5. **Outputting and Returning the Response**:
    - The generated response is printed to the console and returned by the function.



In [6]:
# Generate a response from the Llama model
def get_llama_response(message: str, history: list) -> str:
    """
    Generates a conversational response from the Llama model.

    Parameters:
        message (str): User's input message.
        history (list): Past conversation history.

    Returns:
        str: Generated response from the Llama model.
    """
    query = format_message(message, history)
    response = ""

    sequences = llama_pipeline(
        query,
        do_sample=True,
        top_k=10,
        num_return_sequences=1,
        eos_token_id=tokenizer.eos_token_id,
        max_length=1024,
    )

    generated_text = sequences[0]['generated_text']
    response = generated_text[len(query):]  # Remove the prompt from the output

    print("Chatbot:", response.strip())
    return response.strip()

# Creating and Launching the Chat Interface with Gradio

With the LLaMa model set up and ready to generate responses, the final step is to create a user interface for interacting with the chatbot.

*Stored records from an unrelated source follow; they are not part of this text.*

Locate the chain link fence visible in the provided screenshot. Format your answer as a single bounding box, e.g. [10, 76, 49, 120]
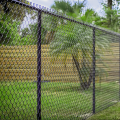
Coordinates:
[0, 0, 120, 120]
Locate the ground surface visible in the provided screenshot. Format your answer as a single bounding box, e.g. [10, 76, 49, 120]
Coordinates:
[0, 82, 119, 120]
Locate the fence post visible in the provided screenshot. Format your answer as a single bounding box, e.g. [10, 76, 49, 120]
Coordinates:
[93, 28, 95, 114]
[119, 36, 120, 101]
[37, 10, 41, 120]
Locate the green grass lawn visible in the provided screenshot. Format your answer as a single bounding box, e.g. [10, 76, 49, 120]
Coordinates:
[0, 82, 119, 120]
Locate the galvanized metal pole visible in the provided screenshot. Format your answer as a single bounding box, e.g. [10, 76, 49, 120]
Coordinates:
[119, 36, 120, 101]
[93, 28, 95, 114]
[37, 10, 41, 120]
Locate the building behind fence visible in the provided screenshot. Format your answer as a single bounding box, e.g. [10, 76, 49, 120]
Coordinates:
[0, 0, 120, 120]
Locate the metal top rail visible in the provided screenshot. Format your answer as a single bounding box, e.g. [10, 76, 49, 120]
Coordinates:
[7, 0, 120, 37]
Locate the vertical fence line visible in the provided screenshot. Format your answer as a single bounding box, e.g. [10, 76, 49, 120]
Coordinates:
[93, 28, 95, 114]
[37, 10, 42, 120]
[119, 36, 120, 101]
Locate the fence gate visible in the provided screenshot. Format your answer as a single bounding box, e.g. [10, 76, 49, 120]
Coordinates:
[0, 0, 120, 120]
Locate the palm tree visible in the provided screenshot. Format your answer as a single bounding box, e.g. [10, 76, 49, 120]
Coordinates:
[50, 22, 109, 90]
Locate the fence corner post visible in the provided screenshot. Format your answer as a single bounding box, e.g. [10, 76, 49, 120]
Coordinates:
[37, 10, 42, 120]
[93, 27, 95, 114]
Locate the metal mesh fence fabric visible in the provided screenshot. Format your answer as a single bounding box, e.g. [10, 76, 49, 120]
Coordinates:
[0, 0, 120, 120]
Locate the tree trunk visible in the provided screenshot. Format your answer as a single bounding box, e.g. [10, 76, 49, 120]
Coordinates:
[72, 55, 93, 90]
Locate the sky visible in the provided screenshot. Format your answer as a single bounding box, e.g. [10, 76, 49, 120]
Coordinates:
[28, 0, 103, 14]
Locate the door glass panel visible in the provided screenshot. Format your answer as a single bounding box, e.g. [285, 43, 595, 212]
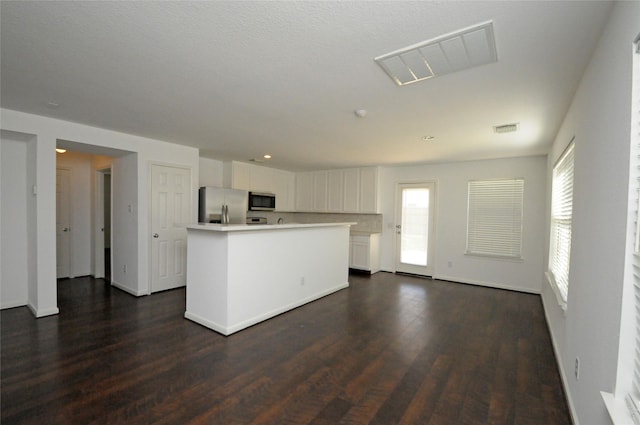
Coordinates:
[400, 188, 429, 266]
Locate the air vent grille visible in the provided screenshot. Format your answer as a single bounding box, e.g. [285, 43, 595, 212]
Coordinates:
[493, 123, 518, 134]
[374, 21, 498, 86]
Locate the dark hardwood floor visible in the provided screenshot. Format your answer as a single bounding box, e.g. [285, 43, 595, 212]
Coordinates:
[0, 273, 571, 425]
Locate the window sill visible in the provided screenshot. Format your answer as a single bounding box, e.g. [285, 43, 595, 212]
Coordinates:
[600, 391, 634, 425]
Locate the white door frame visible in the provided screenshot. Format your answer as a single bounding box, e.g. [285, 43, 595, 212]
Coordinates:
[147, 161, 192, 295]
[93, 167, 113, 279]
[56, 165, 75, 279]
[393, 180, 438, 277]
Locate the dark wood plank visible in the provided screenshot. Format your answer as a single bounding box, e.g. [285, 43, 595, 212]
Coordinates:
[0, 273, 571, 425]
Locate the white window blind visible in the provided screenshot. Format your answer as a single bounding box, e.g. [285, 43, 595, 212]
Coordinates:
[549, 141, 575, 303]
[467, 179, 524, 258]
[627, 35, 640, 424]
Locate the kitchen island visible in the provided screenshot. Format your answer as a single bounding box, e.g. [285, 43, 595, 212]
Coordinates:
[184, 223, 355, 335]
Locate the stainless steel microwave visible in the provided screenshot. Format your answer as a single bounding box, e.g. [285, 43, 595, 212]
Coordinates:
[249, 192, 276, 211]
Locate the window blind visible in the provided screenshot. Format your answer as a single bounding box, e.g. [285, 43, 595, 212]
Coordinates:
[467, 179, 524, 258]
[549, 140, 575, 302]
[626, 34, 640, 425]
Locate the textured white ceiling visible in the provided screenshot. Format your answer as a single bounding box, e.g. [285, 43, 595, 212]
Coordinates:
[0, 1, 612, 170]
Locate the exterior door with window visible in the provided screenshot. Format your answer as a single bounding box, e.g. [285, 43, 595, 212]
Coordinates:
[396, 182, 435, 276]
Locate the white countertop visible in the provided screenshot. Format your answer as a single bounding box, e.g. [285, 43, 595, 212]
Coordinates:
[187, 222, 358, 232]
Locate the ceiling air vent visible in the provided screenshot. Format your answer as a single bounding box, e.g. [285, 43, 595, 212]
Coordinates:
[493, 123, 518, 134]
[374, 21, 498, 86]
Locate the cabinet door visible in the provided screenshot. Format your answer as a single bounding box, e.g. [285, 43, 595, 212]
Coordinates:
[327, 170, 344, 212]
[313, 171, 327, 211]
[273, 169, 295, 211]
[250, 165, 274, 193]
[360, 167, 378, 213]
[296, 173, 314, 211]
[231, 161, 251, 190]
[343, 168, 360, 213]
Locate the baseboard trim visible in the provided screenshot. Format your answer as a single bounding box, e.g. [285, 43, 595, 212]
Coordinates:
[111, 279, 147, 297]
[27, 303, 60, 319]
[0, 300, 27, 310]
[540, 296, 580, 425]
[433, 275, 542, 295]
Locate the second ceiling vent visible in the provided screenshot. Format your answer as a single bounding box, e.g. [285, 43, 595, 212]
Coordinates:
[374, 21, 498, 86]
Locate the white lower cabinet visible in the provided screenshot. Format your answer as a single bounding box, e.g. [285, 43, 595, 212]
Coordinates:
[349, 234, 380, 273]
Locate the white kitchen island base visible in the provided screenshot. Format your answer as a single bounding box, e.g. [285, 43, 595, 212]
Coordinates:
[184, 223, 354, 335]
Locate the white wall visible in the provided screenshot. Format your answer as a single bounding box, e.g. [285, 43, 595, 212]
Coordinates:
[0, 131, 30, 308]
[198, 158, 223, 187]
[0, 109, 199, 317]
[542, 2, 640, 425]
[380, 156, 546, 293]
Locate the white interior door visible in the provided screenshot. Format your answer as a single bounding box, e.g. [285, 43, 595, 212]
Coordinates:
[56, 168, 73, 279]
[151, 164, 192, 292]
[396, 182, 435, 276]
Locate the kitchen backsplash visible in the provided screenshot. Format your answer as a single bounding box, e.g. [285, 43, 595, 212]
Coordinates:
[247, 211, 382, 233]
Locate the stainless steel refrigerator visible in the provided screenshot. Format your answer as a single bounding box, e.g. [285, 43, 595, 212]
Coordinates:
[198, 186, 249, 224]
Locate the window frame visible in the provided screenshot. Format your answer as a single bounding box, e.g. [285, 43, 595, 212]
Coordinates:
[546, 137, 576, 310]
[465, 177, 525, 260]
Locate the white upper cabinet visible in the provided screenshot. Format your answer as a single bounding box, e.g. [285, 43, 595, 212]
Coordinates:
[223, 161, 296, 211]
[327, 170, 344, 211]
[359, 167, 379, 213]
[272, 169, 296, 211]
[249, 165, 277, 193]
[296, 167, 378, 214]
[296, 173, 313, 211]
[313, 171, 327, 211]
[342, 168, 360, 213]
[222, 161, 252, 190]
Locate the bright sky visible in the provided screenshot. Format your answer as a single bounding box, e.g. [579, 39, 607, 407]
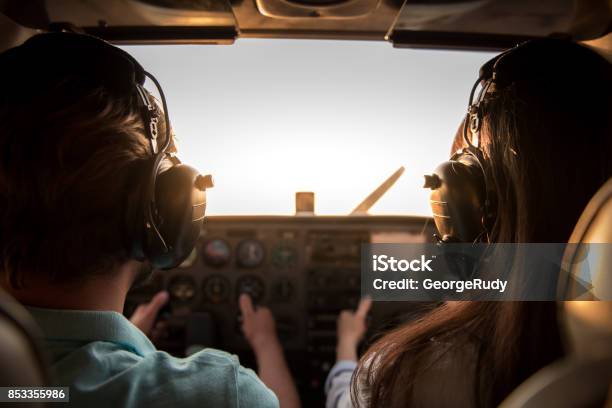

In this step, we'll use Gradio to create a chat interface for our chatbot and launch it.


In [7]:
import gradio as gr

gr.ChatInterface(get_llama_response).launch()



Running Gradio in a Colab notebook requires sharing enabled. Automatically setting `share=True` (you can turn this off by setting `share=False` in `launch()` explicitly).

Colab notebook detected. To show errors in colab notebook, set debug=True in launch()
* Running on public URL: https://a89af170559d896a5e.gradio.live

This share link expires in 72 hours. For free permanent hosting and GPU upgrades, run `gradio deploy` from the terminal in the working directory to deploy to Hugging Face Spaces (https://huggingface.co/spaces)




# Conclusion

We have successfully built an interactive chatbot leveraging the LLaMa 2 model for natural language processing and Gradio for user interface creation.

With the skills acquired, you are now equipped to further explore and experiment with different large language models, refine the chatbot's performance, or even deploy it in real-world applications. Keep experimenting, and continue expanding your knowledge in the realm of conversational AI and user interface design!